For the disease lifetable disaggregation problem, we are given the disease lifetable for an aggregate population \(P\) complete with incidence rates \(i_{t}\), fatality rates \(f_{t}\) and population counts \(S_{t}\), \(C_{t}\) and \(D_{t}\) at each timestep \(t\). We assume that \(P\) consists of \(n\) separate underlying sub-populations \(P_{1} , \ldots , P_{n}\), each with their own population counts, incidence rates and fatality rates.

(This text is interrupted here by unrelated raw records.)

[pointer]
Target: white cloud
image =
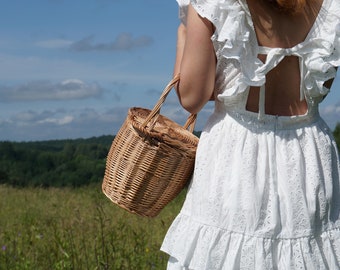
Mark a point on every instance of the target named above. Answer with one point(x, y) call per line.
point(46, 90)
point(123, 42)
point(54, 43)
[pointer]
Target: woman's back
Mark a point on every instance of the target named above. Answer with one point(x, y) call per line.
point(277, 29)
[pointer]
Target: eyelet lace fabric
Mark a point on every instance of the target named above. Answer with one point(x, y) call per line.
point(265, 193)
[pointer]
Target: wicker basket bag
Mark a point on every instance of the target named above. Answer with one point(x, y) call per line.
point(150, 160)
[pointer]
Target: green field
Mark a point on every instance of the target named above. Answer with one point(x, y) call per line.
point(78, 229)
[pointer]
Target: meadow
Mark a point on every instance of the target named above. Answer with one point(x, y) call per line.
point(65, 228)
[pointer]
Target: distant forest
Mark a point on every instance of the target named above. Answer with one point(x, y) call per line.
point(60, 163)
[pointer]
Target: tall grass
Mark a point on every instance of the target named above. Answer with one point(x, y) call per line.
point(77, 229)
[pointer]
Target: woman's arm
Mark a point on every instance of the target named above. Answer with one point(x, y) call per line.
point(195, 61)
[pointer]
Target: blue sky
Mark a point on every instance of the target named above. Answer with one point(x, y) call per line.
point(72, 68)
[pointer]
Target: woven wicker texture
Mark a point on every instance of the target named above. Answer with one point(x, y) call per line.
point(150, 160)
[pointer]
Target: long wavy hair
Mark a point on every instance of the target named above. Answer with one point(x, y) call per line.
point(290, 6)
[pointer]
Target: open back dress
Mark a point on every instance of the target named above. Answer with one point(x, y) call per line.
point(265, 193)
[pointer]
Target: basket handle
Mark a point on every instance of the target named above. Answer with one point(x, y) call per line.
point(191, 121)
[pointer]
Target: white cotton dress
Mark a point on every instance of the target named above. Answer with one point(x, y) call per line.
point(265, 192)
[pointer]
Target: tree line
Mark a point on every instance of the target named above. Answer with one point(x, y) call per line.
point(60, 163)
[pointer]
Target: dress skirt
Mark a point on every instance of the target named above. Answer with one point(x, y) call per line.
point(264, 195)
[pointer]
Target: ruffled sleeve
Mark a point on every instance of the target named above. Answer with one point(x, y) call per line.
point(234, 39)
point(183, 10)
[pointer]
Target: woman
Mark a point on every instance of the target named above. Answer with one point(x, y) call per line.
point(265, 191)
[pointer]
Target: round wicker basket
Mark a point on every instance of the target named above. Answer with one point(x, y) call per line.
point(150, 160)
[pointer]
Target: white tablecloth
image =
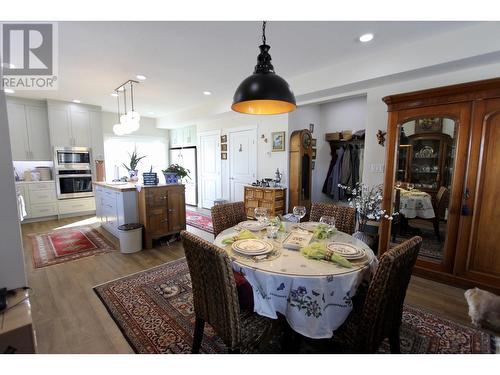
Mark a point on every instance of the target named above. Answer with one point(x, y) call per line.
point(314, 296)
point(416, 204)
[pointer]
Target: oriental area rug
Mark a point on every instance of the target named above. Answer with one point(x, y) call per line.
point(154, 310)
point(68, 244)
point(200, 221)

Let \(S_{k,t}\), \(C_{k,t}\) and \(D_{k,t}\) denote the number of people in the healthy, diseased and dead compartments respectively for sub-population \(k\) at time \(t\). We additionally assume for each sub-population we are given the initial disease prevalence, hence we can obtain \(S_{k,0}\) and \(C_{k,0}\). The objective of the problem is to determine both the incidence rates and fatality rates of each sub-population \(P_{k}\) and hence obtain the disease lifetables for each \(P_{1} , \ldots , P_{n}\). The criteria for consistency for this disaggregation at each time timestep \(t\) are given by:
$$\begin{aligned} S_{t} & = \mathop \sum \limits_{k = 1}^{n} S_{k,t} \\ C_{t} & = \mathop \sum \limits_{k = 1}^{n} C_{k,t} \\ \end{aligned}$$
i.e., we must choose incidence rates \(i_{k,t}\) and fatality rates \(f_{k,t}\) for each timestep \(t\) and sub-population \(k\) such that:
$$S_{t - 1} e^{{{ } - i_{t} }} = \mathop \sum \limits_{k = 1}^{n} S_{k,t - 1} e^{{{ } - i_{k,t} }}$$
and
$$C_{t - 1} e^{{{ } - f_{t} }} + S_{t - 1} \left( {1 - e^{{{ } - i_{t} }} } \right) = \mathop \sum \limits_{k = 1}^{n} \left[ {C_{k,t - 1} e^{{{ } - f_{k,t} }} + S_{k,t - 1} \left( {1 - e^{{{ } - i_{k,t} }} } \right) } \right]$$
We once again assume that we are given rate ratios for the sub-population rates at each timestep \(t\), specifically incidence rate ratios \(r_{1,t}^{{\text{i}}} , \ldots , r_{n,t}^{{\text{i}}}\) such that \(i_{k,t} = r_{k}^{{\text{i}}} w_{1,t}\) for each \(k\), and fatality rate ratios \(r_{1,t}^{{\text{f}}} , \ldots , r_{n,t}^{{\text{f}}}\) such that \(f_{k,t} = r_{k}^{{\text{f}}} w_{1,t}\) for each \(k\).
We can apply the method used in the mortality problem to obtain unique incidence rates \(i_{k,t}\) that satisfy the constraints for the healthy population. After obtaining the sub-population incidence rates, the consistency constraint for the diseased population simplifies to:
$$\begin{aligned} & C_{t - 1} e^{{{ } - f_{t} }} + S_{t - 1} - S_{t} = \mathop \sum \limits_{k = 1}^{n} \left[ {C_{k,t - 1} e^{{{ } - f_{k,t} }} + S_{k,t - 1} - S_{k,t} } \right] \\ & \Rightarrow C_{t - 1} e^{{{ } - f_{t} }} + \left( {S_{t - 1} - \mathop \sum \limits_{k = 1}^{n} S_{k,t - 1} } \right) - \left( {S_{t} - \mathop \sum \limits_{k = 1}^{n} S_{k,t} } \right) = \mathop \sum \limits_{k = 1}^{n} C_{k,t - 1} e^{{{ } - f_{k,t} }} \\ & \Rightarrow C_{t - 1} e^{{{ } - f_{t} }} = \mathop \sum \limits_{k = 1}^{n} C_{k,t - 1} e^{{{ } - f_{k,t} }} \\ \end{aligned}$$
Thus, by using two consecutive applications of the methods described in “Appendix 1: Abstracts from literature search”, first for the healthy compartment and incidence rates and then for the diseased compartment and fatality rates, we can use the rate ratios to obtain a consistent disaggregation of the disease lifetable.
The prototype code for the above methods is provided in a GitHub repository [13].